State Rep. Stefani Lord, R-Sandia Park, said she could not support the bill because it wasn’t fair to cancer patients, individuals with dementia and individuals living with AIDS.
State Rep. Joanne Ferrary, D-Las Cruces, asked if the bill would enable School-Based Health Centers to offer STI testing and treatment.
Expert witness Kayla Herring, director of public affairs for Planned Parenthood of the Rocky Mountains, said the bill does not mandate that and that School-Based Health Centers are “handled at the individual school level.”
The bill heads next to the House Consumer and Public Affairs Committee.
The Senate Education Committee passed a bill that will make menstrual products free in public schools in New Mexico by a vote of 5 to 1 on Wednesday. Sponsored by state Rep. Christine Trujillo, D-Albuquerque, HB 134, would require a product dispensing machine to be put into every girl’s bathroom in elementary, middle school and high school in New Mexico, including charter schools.

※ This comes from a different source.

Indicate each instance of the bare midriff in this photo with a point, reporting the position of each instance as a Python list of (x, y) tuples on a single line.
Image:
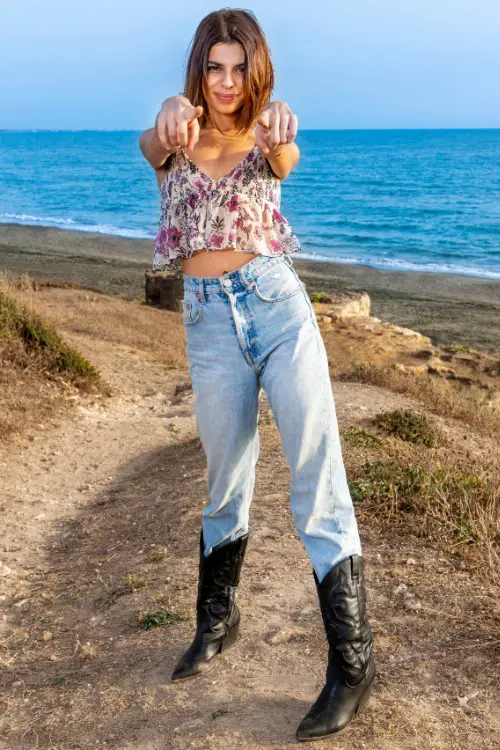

Menstrual Products in School Bathrooms will also require one product dispensary to go in one boy’s bathroom in each school. A $1.2 million appropriation is already in HB 2, the budget bill, to make these products available to students and place the dispensing machines into the schools. Some Republicans have fought over the issue of a dispensing machine going into boy’s bathrooms. The bill was heard on the House floor earlier this week, where it passed by a vote of 42 to20.